Ir de compras: Una odisea para sillas de ruedas.

Sin títuloAyer tuve que salir y nada menos que al centro de Santiago. Eso no suena trascendente ni siquiera para mí, pero tomando en cuenta que me he recluido en la tranquila casa de mis padres durante este largo periodo, resulta una experiencia por decir lo menos chocante; y cuando digo esto no sólo pienso en el esquivo transporte público que disuade de aventurarse a lo desconocido. Las calles sucias con olor a orina, impertinentes bocinazos de micros, gente yendo y viniendo, el olor a sudor que se estanca en las tiendas durante los días previos a navidad… en fin, un concentrado de lo que antes llamaba vida, también hacen lo suyo. Tal vez podría criticarme por permitir que este retiro en casa de mis queridos progenitores, me haya distanciado de la realidad diaria que deben soportar muchos chilenos, pero no lo hago. Creo que la falta de disposición de la ciudad para enfrentar una temática como la accesibilidad, ha sido la principal encargada de excluirme de sus avatares; y con esto no me refiero solamente a su indiferencia al no prodigar calles en buen estado, rampas, señalizaciones de tránsito inclusivas o un comercio respetuoso con las normativas de construcción, sino además a las facilidades necesarias para que alguien con limitaciones pueda decidir si quiere estudiar, trabajar y esforzarse para llevar a cabo sus proyectos.
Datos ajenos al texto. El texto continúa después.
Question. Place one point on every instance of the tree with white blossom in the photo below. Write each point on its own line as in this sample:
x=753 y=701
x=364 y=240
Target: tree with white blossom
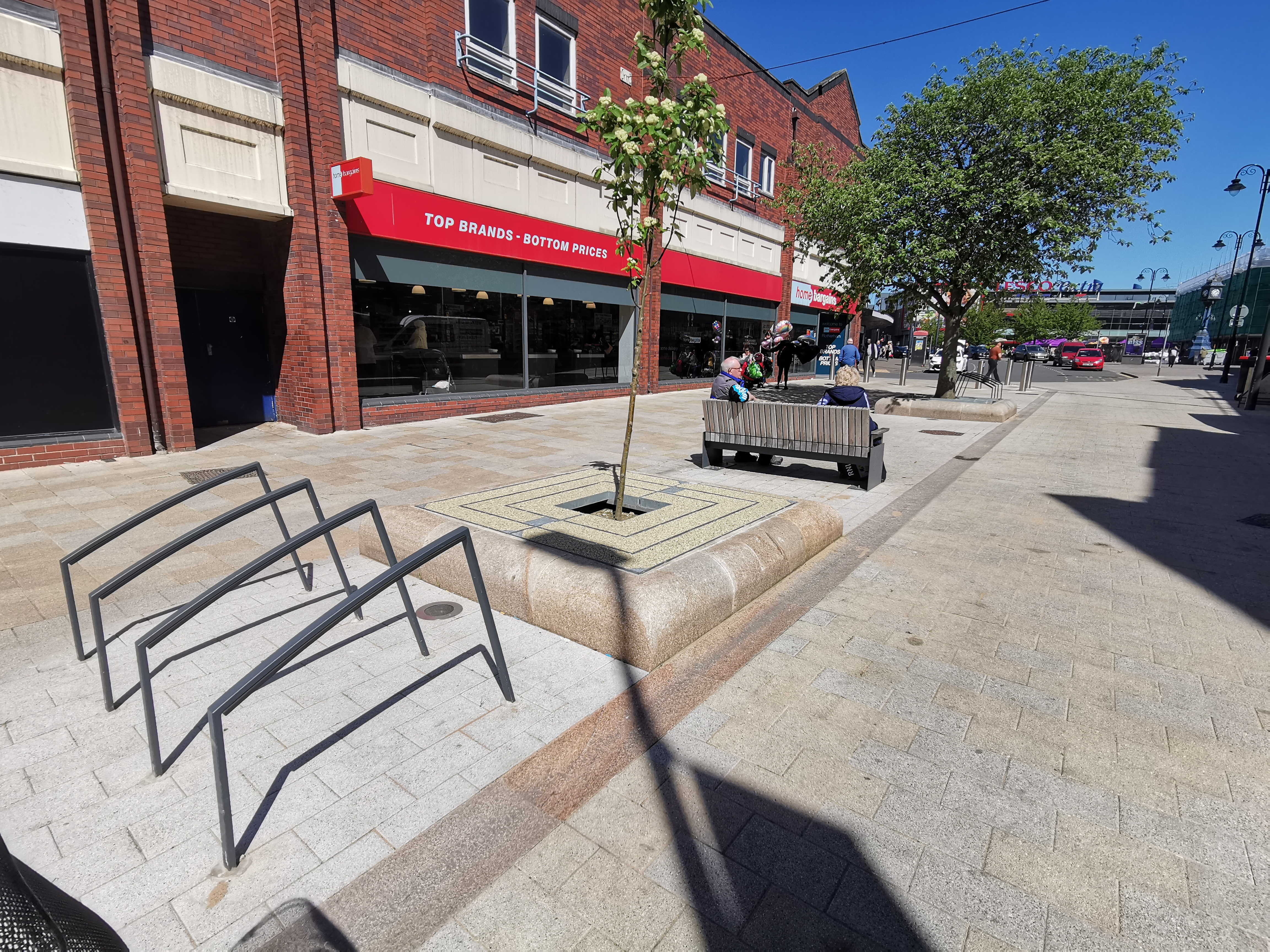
x=658 y=147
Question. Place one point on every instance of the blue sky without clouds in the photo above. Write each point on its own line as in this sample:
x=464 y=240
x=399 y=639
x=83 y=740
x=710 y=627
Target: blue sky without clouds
x=1225 y=47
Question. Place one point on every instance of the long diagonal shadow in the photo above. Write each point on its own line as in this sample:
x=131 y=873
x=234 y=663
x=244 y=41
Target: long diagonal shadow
x=759 y=874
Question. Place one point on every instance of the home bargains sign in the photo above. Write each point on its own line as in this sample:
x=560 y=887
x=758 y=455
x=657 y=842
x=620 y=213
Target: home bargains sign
x=427 y=219
x=813 y=296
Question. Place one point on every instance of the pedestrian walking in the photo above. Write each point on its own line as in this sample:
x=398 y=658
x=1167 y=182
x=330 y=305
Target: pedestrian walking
x=994 y=360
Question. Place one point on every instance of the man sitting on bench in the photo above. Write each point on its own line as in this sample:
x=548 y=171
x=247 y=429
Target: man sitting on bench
x=731 y=386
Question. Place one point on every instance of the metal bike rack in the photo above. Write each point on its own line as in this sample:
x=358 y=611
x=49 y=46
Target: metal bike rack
x=111 y=535
x=966 y=377
x=268 y=669
x=133 y=572
x=234 y=581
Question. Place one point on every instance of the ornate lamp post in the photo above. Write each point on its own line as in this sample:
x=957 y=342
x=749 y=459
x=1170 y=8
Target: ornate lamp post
x=1151 y=312
x=1235 y=188
x=1235 y=313
x=1211 y=294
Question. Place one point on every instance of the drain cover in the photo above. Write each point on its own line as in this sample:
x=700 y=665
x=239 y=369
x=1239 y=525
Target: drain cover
x=505 y=418
x=439 y=611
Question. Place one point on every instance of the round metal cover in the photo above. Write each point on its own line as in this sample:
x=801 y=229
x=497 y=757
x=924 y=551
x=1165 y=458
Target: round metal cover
x=439 y=611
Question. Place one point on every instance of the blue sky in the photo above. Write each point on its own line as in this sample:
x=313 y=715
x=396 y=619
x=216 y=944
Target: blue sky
x=1225 y=47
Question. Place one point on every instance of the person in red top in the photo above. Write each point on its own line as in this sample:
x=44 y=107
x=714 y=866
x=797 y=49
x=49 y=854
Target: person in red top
x=994 y=360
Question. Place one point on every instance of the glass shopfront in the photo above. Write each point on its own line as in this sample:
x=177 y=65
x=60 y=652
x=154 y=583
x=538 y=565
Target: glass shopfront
x=432 y=323
x=690 y=347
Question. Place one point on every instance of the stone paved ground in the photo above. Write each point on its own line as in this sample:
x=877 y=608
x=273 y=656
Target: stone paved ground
x=1034 y=719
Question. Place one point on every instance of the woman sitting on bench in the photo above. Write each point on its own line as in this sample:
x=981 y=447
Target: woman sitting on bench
x=846 y=391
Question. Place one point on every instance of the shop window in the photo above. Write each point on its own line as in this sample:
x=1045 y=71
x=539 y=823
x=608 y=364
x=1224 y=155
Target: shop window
x=53 y=370
x=555 y=59
x=434 y=341
x=768 y=176
x=745 y=162
x=578 y=343
x=492 y=23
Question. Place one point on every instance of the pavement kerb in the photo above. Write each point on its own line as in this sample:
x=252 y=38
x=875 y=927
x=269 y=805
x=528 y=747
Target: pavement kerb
x=403 y=900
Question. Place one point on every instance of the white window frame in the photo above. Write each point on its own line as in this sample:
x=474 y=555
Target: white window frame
x=511 y=42
x=717 y=173
x=768 y=174
x=539 y=22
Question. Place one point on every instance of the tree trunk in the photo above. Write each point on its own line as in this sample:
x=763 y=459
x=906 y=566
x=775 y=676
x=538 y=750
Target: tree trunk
x=947 y=385
x=630 y=409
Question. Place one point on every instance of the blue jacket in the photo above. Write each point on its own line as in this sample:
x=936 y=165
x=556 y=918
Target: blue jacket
x=847 y=397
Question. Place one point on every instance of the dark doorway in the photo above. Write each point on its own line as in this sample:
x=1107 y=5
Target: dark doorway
x=227 y=357
x=54 y=377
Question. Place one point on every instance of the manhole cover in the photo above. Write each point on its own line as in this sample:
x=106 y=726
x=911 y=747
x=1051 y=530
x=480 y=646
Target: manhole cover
x=439 y=611
x=196 y=477
x=505 y=418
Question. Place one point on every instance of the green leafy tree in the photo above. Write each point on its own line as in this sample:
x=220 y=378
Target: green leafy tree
x=1074 y=320
x=1015 y=168
x=1033 y=320
x=658 y=147
x=985 y=324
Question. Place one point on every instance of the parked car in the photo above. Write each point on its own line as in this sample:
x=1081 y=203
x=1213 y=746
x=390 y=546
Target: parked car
x=1088 y=358
x=1066 y=353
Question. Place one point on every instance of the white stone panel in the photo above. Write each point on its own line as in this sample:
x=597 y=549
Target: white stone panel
x=40 y=212
x=35 y=129
x=220 y=163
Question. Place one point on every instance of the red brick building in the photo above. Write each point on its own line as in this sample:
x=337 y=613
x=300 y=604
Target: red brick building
x=174 y=257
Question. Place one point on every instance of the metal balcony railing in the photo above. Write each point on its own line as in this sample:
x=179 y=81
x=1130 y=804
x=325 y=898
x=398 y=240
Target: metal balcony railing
x=484 y=60
x=272 y=667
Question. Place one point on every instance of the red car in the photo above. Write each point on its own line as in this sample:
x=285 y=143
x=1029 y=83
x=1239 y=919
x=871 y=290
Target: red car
x=1088 y=360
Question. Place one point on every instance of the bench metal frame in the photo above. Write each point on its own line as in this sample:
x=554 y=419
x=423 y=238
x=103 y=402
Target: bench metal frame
x=131 y=523
x=270 y=669
x=234 y=581
x=139 y=568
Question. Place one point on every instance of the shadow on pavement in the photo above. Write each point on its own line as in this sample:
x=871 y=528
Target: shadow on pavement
x=1204 y=484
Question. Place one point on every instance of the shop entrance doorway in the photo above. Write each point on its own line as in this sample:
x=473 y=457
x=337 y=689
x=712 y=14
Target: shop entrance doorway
x=227 y=357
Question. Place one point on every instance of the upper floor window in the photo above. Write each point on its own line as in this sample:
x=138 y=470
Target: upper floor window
x=555 y=60
x=768 y=174
x=493 y=25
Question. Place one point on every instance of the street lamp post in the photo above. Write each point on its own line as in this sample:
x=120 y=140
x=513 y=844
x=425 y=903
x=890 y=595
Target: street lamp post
x=1151 y=312
x=1235 y=315
x=1235 y=188
x=1211 y=294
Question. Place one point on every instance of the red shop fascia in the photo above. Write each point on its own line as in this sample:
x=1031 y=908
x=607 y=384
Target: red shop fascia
x=404 y=235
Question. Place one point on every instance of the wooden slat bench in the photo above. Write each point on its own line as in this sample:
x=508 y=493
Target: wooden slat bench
x=836 y=433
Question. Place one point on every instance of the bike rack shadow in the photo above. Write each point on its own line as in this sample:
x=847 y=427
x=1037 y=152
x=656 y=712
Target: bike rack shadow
x=131 y=523
x=209 y=527
x=275 y=666
x=225 y=586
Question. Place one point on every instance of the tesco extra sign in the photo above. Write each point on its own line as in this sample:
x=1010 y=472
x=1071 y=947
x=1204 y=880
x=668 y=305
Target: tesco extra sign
x=812 y=296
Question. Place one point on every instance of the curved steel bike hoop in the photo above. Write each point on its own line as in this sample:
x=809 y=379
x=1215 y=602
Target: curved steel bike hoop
x=143 y=565
x=232 y=582
x=133 y=522
x=265 y=672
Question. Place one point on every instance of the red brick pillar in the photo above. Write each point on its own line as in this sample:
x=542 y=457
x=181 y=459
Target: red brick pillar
x=318 y=386
x=88 y=137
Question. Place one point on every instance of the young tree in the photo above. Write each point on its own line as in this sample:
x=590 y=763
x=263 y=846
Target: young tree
x=1014 y=169
x=660 y=147
x=1074 y=320
x=1033 y=320
x=985 y=323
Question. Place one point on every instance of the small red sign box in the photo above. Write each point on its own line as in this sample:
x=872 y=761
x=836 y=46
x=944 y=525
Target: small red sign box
x=352 y=178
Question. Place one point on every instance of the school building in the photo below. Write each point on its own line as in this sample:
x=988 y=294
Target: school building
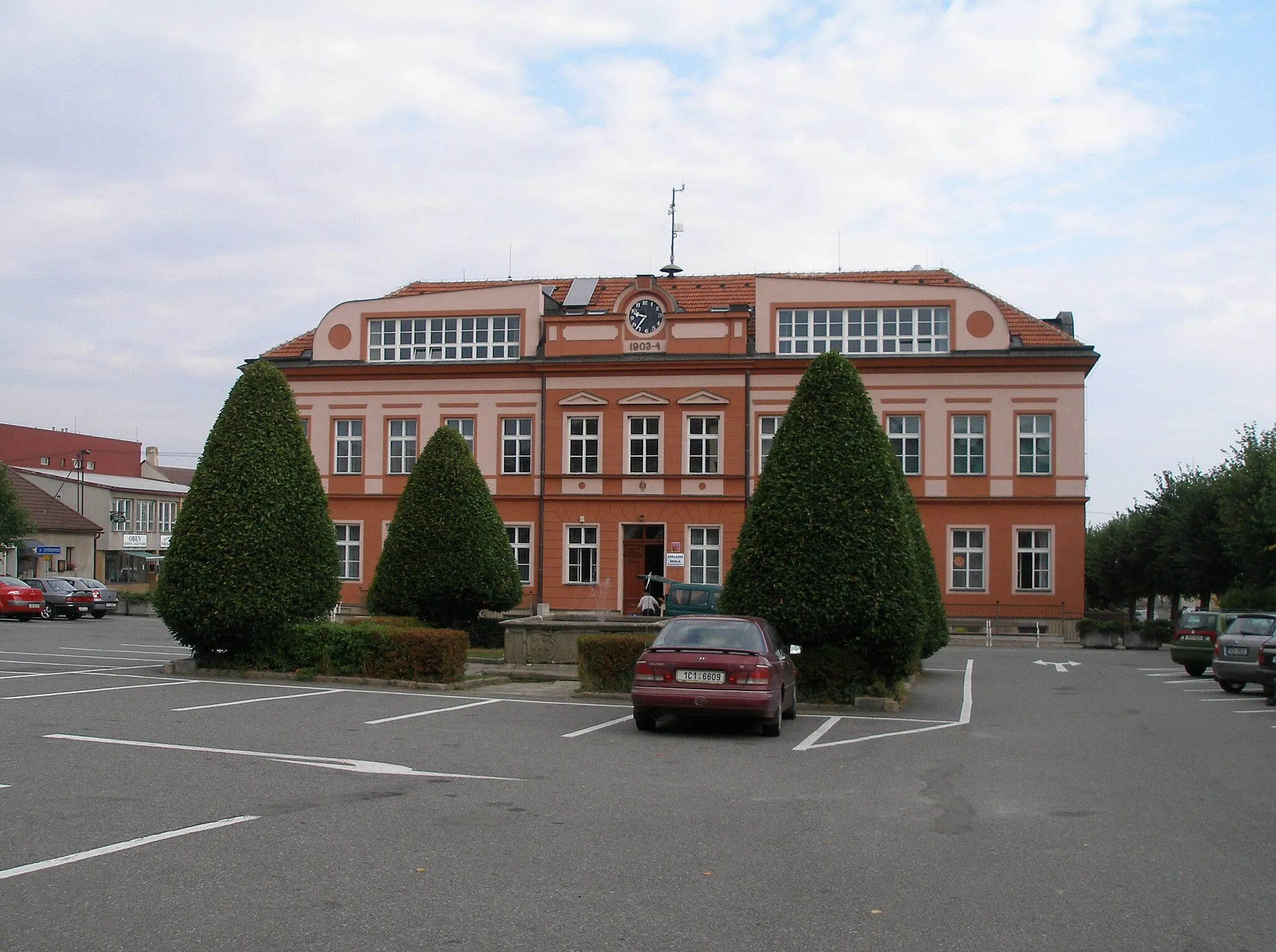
x=622 y=422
Bueno, retomando mi pequeña odisea… Una vez hecho el trámite en pleno centro del Gran Santiago, pasamos a una farmacia a comprar. Mi mamá llevaba la silla de ruedas, cosa que resulta en extremo cansadora cuando hay que ir con la vista pegada al piso advirtiendo los baches que pueden trabar las ruedas, y al mismo tiempo con una vista panorámica que sugiera escoger una ruta alternativa, pues se vienen cruces de calle por los que no podremos pasar, ya que la ciudad no cuenta con lo necesario para el libre tránsito de personas con discapacidad (aquí pegaría la frase tan en boga sobre la necesidad de un mayor compromiso estatal).

Bien, estando frente a la farmacia nos topamos con un escalón muy alto. Mi mamá tuvo que inclinar la silla hacia atrás y levantar un peso que una mujer de 75 años, ya no debe hacer. Una vez que ella se acercó al mesón, tuve mis momentos a solas para pensar. Por más que analicé el incumplimiento del local a las normativas de construcción, no apareció un motivo que expiara su culpa. Era una de estas farmacias que se coludieron. No hace falta decir que nadan en plata, plata que nos robaron descaradamente, por cierto, plata con la que fácilmente se pueden hacer transformaciones básicas al lugar. Era penoso y claro el mensaje de que sus clientes no les importábamos. Sin embargo, la actitud displicente no me sorprendió. Todo cuadraba. ¿Por qué una empresa que robó descaradamente, iba a tener sensibilidad social o respeto por las leyes y normas de construcción?

Ya en casa, luego de unas cavilaciones ni tan profundas, me doy cuenta de que es iluso de mi parte hablar de – esas que se coludieron -, o en pasado como si ya no robaran. Quizás este asalto a mano armada sea una costumbre tan arraigada, que sí, hace falta con extrema urgencia un mayor compromiso estatal que impida que ocurran estas corruptas y vergonzosas situaciones.